Use the LanguageModelChatMessage class

The Language Model API provides the LanguageModelChatMessage class to represent and create chat messages. You can use the LanguageModelChatMessage.User or LanguageModelChatMessage.Assistant methods to create user or assistant messages respectively.

In the following example, the first message provides context for the prompt:

  • The persona used by the model in its replies (in this case, a cat)
  • The rules the model should follow when generating responses (in this case, explaining computer science concepts in a funny manner by using cat metaphors)

The second message then provides the specific request or instruction coming from the user. It determines the specific task to be accomplished, given the context provided by the first message.

const craftedPrompt = [
  new vscode.LanguageModelChatMessage.User(
    'You are a cat! Think carefully and step by step like a cat would. Your job is to explain computer science concepts in the funny manner of a cat, using cat metaphors. Always start your response by stating what concept you are explaining. Always include code samples.'
  ),
  new vscode.LanguageModelChatMessage.User('I want to understand recursion')
];

Send the language model request

Once you've built the prompt for the language model, you first select the language model you want to use with the selectChatModels method. This method returns an array of language models that match the specified criteria. Then, you send the request to the language model by using the sendRequest method.

To select the language model, you can specify the following properties: vendor, id, family, or version. Use these properties to either broadly match all models of a given vendor or family, or select one specific model by its ID. Learn more about these properties in the API reference.

Note: Currently, only gpt-3.5-turbo and gpt-4 are supported for the language model family. We expect that the list of supported models will grow over time.

If there are no models that match the specified criteria, the selectChatModels method returns an empty array. Your extension must appropriately handle this case.

The following example shows how to select all Copilot models, regardless of the family or version:

const models = await vscode.lm.selectChatModels({
  vendor: 'copilot'
});

// No models available
if (models.length === 0) {
  // TODO: handle the case when no models are available
}

Important: Copilot's language models require consent from the user before an extension can use them. Consent is implemented as an authentication dialog. Because of that, selectChatModels should be called as part of a user-initiated action, such as a command.

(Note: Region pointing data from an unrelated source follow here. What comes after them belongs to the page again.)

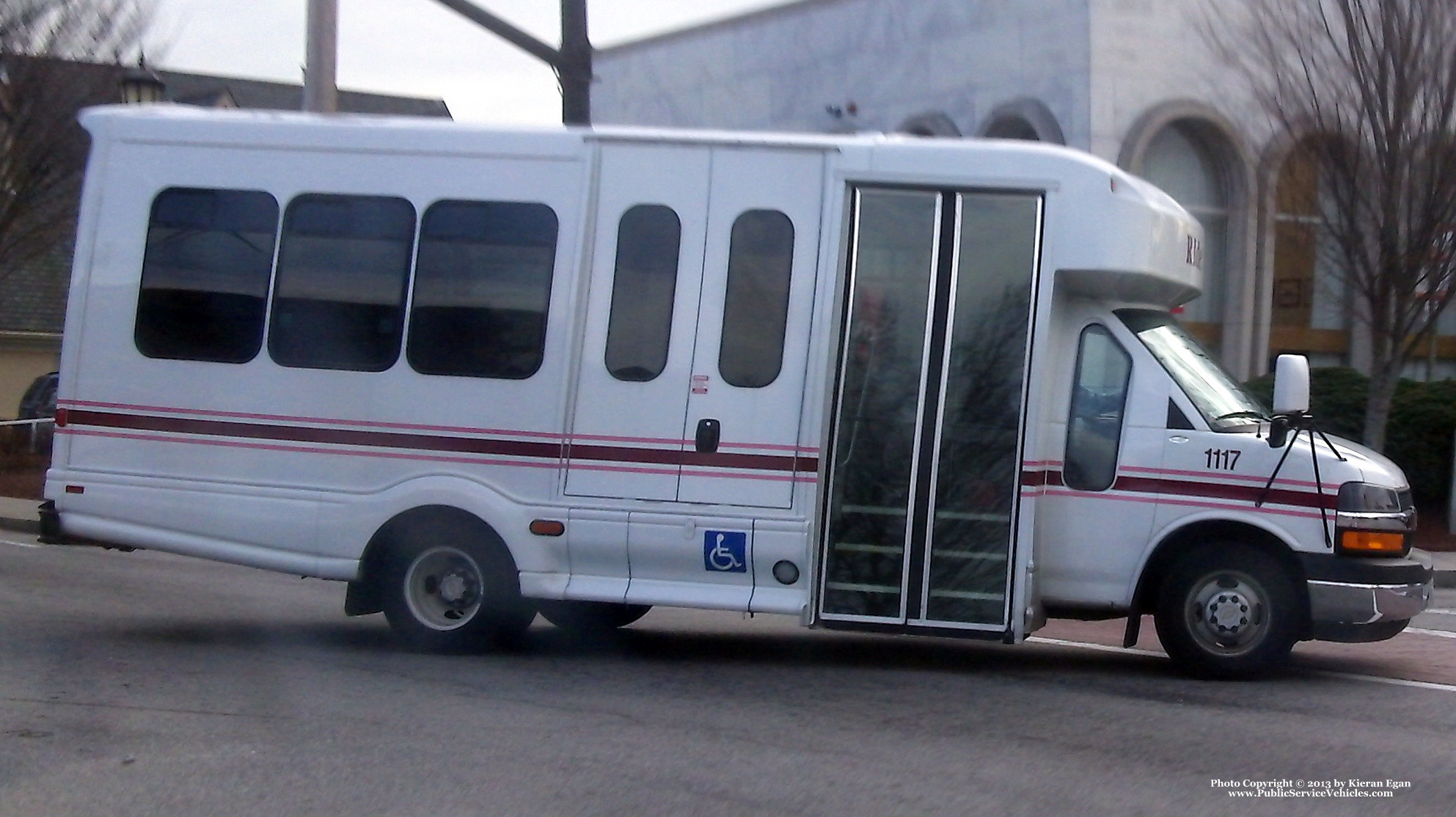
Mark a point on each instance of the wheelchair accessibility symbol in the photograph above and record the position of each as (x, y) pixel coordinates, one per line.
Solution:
(725, 551)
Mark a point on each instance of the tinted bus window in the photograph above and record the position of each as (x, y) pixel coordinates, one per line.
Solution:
(204, 276)
(340, 296)
(483, 285)
(1095, 418)
(643, 289)
(756, 306)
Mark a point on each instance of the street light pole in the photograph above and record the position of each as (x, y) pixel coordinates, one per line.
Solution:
(571, 62)
(319, 78)
(574, 66)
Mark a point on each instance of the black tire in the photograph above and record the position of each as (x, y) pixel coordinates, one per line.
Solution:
(591, 616)
(1228, 612)
(450, 586)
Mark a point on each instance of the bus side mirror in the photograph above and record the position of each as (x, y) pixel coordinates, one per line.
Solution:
(1290, 397)
(1292, 385)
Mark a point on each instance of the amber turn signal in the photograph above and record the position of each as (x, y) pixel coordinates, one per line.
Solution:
(548, 527)
(1372, 542)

After you select a model, you can send a request to the language model by invoking the sendRequest method on the model instance. You pass the prompt you crafted earlier, along with any additional options, and a cancellation token.

When you make a request to the Language Model API, the request might fail. For example, because the model doesn't exist, or the user didn't give consent to use the Language Model API, or because quota limits are exceeded. Use LanguageModelError to distinguish between different types of errors.

The following code snippet shows how to make a language model request:

try {
  const [model] = await vscode.lm.selectChatModels({
    vendor: 'copilot',
    family: 'gpt-3.5-turbo'
  });
  const request = model.sendRequest(craftedPrompt, {}, token);
} catch (err) {
  // Making the chat request might fail because
  // - model does not exist
  // - user consent not given
  // - quota limits were exceeded
  if (err instanceof vscode.LanguageModelError) {
    console.log(err.message, err.code, err.cause);
    if (err.cause instanceof Error && err.cause.message.includes('off_topic')) {
      stream.markdown(
        vscode.l10n.t("I'm sorry, I can only explain computer science concepts.")
      );
    }
  } else {
    // add other error handling logic
    throw err;
  }
}

Interpret the response

After you've sent the request, you have to process the response from the language model API. Depending on your usage scenario, you can pass the response directly on to the user, or you can interpret the response and perform extra logic.

The response (LanguageModelChatResponse) from the Language Model API is streaming-based, which enables you to provide a smooth user experience. For example, by reporting results and progress continuously when you use the API in combination with the Chat API.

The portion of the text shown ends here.